KI als Werkzeug, nicht als Ziel
KI-Kenner Julian van Dieken über seinen Auftritt bei der Biko 2025 – und das, was die Schule der Zukunft wirklich braucht
Wie können Schulen sinnvoll mit der sich rasant entwickelnden Künstlichen Intelligenz umgehen, ohne sich davon überfordern zu lassen? Julian van Dieken, KI-Profi und -Künstler, hielt die finale Keynote auf der aim Biko 2025. Im Interview plädiert er für einen spielerischen Ansatz im Umgang mit digitalen Tools, für Lernfreude als pädagogischen Kompass – und für eine Schule mit passionierten Lehrkräften, die genug Freiraum zum Experimentieren haben.
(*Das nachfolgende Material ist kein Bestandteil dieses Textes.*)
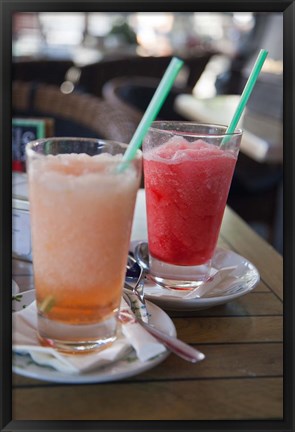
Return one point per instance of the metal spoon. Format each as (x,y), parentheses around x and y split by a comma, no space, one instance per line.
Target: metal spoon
(135,276)
(141,254)
(173,344)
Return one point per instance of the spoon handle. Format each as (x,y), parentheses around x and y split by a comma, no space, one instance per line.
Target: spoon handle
(174,345)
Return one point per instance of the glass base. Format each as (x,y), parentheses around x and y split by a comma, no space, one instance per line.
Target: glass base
(76,339)
(178,277)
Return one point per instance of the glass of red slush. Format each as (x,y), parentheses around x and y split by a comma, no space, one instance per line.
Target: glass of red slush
(188,169)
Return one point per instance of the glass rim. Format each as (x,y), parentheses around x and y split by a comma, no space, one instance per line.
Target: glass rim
(30,146)
(237,132)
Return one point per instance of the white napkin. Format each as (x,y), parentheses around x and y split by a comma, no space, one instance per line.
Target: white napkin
(220,280)
(132,334)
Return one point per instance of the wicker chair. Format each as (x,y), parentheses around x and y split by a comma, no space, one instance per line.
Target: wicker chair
(46,71)
(94,76)
(74,114)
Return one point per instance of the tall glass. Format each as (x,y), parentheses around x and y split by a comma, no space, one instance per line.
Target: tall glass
(81,209)
(188,170)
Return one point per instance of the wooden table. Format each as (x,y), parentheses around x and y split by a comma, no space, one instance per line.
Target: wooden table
(241,377)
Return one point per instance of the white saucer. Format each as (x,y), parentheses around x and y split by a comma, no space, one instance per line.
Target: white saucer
(128,366)
(237,282)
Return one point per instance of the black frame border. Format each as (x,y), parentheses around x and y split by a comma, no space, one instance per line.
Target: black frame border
(7,8)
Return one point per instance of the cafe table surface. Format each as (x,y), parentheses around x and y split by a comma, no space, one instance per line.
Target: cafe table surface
(241,377)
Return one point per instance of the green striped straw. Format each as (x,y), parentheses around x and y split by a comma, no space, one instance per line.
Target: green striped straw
(246,94)
(152,110)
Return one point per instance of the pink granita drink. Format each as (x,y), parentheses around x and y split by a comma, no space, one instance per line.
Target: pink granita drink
(187,182)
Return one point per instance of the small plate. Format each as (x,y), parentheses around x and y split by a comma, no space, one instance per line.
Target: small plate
(123,368)
(238,282)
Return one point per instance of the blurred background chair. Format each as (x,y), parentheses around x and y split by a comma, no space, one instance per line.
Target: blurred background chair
(73,114)
(45,71)
(133,93)
(94,76)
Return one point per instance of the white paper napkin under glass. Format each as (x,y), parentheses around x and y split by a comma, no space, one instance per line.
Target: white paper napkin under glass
(130,335)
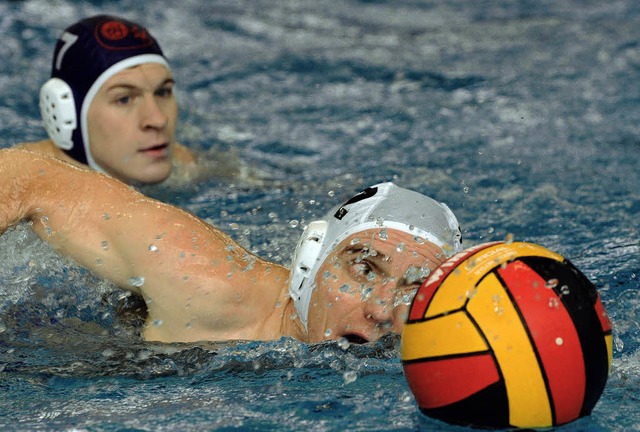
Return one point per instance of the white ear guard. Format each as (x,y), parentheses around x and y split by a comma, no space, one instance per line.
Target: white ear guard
(57,108)
(304,261)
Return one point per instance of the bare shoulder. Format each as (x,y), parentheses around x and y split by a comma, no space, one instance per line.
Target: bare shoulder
(48,148)
(45,147)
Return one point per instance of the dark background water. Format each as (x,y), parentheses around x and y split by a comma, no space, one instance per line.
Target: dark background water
(522,115)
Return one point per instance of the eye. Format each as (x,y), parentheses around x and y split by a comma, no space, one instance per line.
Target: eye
(165,92)
(363,269)
(123,100)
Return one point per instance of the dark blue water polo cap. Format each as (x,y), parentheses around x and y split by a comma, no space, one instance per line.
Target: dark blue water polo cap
(87,54)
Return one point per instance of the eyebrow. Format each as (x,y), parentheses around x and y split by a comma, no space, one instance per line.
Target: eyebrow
(373,254)
(116,86)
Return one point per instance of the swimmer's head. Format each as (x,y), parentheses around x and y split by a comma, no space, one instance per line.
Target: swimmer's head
(87,54)
(382,206)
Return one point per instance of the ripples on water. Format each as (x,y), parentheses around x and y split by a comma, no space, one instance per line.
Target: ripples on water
(523,116)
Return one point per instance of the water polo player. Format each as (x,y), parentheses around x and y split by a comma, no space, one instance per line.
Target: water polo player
(110,105)
(353,275)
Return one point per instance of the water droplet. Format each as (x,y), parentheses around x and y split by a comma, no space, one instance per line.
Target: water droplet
(343,343)
(349,377)
(108,353)
(136,281)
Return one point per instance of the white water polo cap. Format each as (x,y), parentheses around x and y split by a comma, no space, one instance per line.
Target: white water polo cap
(86,55)
(384,206)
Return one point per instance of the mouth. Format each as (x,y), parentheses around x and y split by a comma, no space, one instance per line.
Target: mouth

Herr van Dieken, Sie haben bei der Biko die abschließende Keynote gehalten. Was war Ihr Eindruck von der Konferenz?
Grundsätzlich schätze ich es sehr, dass all diese Bildungsthemen überhaupt so ein großes Podium bekommen – das ist nicht selbstverständlich. Gerade, weil dabei auch Geld eine Rolle spielt. Es ist etwas anderes, ob du dich in einer Fachrunde von Kita-Leuten austauschst oder ob das Ganze so groß aufgezogen wird wie bei der aim Biko. Ralph Caspers auf der Bühne, renommierte Experten – es gibt einen Kamerakran und so weiter. Das hat eine gewisse Symbolwirkung, weil der Bildungsbereich oft schwächer wahrgenommen wird als andere Branchen. Ein Freund und Kollege von mir war ebenfalls vor Ort, und er meinte: Es ist einfach wahnsinnig ermutigend und inspirierend, wenn viele Leute gleichzeitig an einem Ort sind, sich austauschen können und merken Ich bin nicht allein. Gerade, weil das Schulsystem oft langsam und starr ist, ist dieser Austausch extrem wertvoll.
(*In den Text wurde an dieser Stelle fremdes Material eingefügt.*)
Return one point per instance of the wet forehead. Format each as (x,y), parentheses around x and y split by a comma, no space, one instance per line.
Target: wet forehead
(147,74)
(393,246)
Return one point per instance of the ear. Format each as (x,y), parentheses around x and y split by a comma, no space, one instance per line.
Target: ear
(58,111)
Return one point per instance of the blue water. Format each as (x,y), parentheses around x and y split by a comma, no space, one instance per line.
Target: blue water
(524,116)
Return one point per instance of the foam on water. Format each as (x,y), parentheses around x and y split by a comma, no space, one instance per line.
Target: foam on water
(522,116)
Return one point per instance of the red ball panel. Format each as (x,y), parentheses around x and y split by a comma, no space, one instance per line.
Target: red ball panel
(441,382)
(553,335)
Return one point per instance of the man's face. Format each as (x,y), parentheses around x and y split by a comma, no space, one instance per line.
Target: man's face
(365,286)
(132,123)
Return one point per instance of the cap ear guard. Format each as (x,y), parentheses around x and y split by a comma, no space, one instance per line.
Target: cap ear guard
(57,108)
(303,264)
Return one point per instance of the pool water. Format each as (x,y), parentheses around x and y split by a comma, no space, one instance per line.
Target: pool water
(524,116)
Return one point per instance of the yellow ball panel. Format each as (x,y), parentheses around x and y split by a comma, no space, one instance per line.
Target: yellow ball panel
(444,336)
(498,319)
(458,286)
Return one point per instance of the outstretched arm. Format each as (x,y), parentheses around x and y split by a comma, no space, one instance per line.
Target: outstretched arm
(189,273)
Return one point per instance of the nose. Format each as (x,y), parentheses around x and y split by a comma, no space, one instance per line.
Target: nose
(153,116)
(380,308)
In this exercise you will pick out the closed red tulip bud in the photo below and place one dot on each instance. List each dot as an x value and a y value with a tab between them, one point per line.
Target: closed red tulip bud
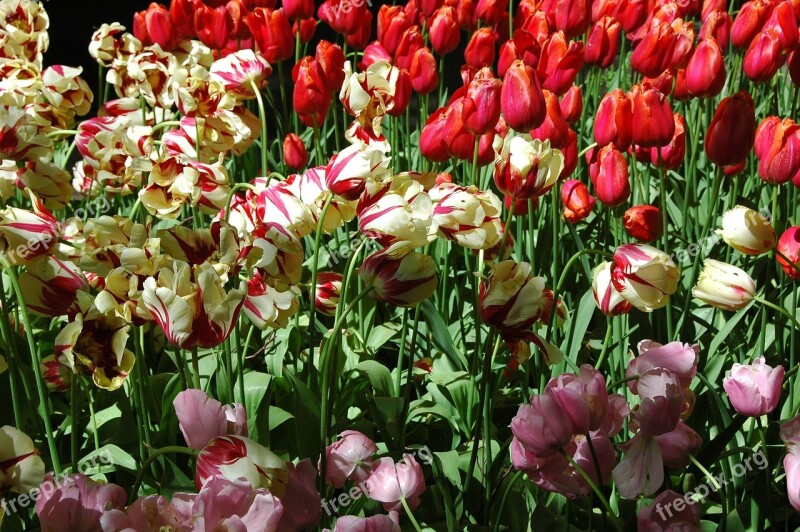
154	26
613	121
777	147
444	32
521	98
311	96
424	73
272	32
213	26
602	44
705	72
331	58
609	174
763	58
554	126
732	130
572	104
480	49
653	124
577	201
482	102
643	222
789	252
559	63
392	23
294	152
653	54
718	26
Ihr Vortrag über KI stieß auf viel positives Feedback. Viele haben ihre Handys gezückt und die Folien mit den praktischen Tipps fotografiert. Ich habe nachher mit jungen Lehrerinnen gesprochen, die sehr inspiriert waren.
Das ist natürlich genau das Ziel. Egal ob Digitalisierung, E-Learning oder jetzt KI – wir neigen dazu, diese Themen zu überhöhen. Ich finde, wir sollten sie nicht immer so verkrampft behandeln, oftmals dominieren bei uns Druck, Angst und Pflicht, wenn es um Digitalisierung und KI geht. Diese Haltung spiegelt sich dann etwa in der Debatte um Schweden wider und deren angeblichen “Rückzieher” bei der Digitalisierung. Aber das ist verkürzt – in Wahrheit hat Schweden bereits mehr als 80 Prozent digitalisiert. Wenn die jetzt einen Schritt zurückgehen, sind sie immer noch fünf Schritte vor uns. Es geht insgesamt bei dem Thema darum, zu informierten Entscheidungen zu kommen – und nicht solchen, die aus Angst getroffen werden.
Bei der rasanten technologischen Entwicklung kann einem aber durchaus ein bisschen mulmig werden. Was bedeuten die enormen Sprünge beim Thema KI für die Welt, in der unsere Kinder aufwachsen werden?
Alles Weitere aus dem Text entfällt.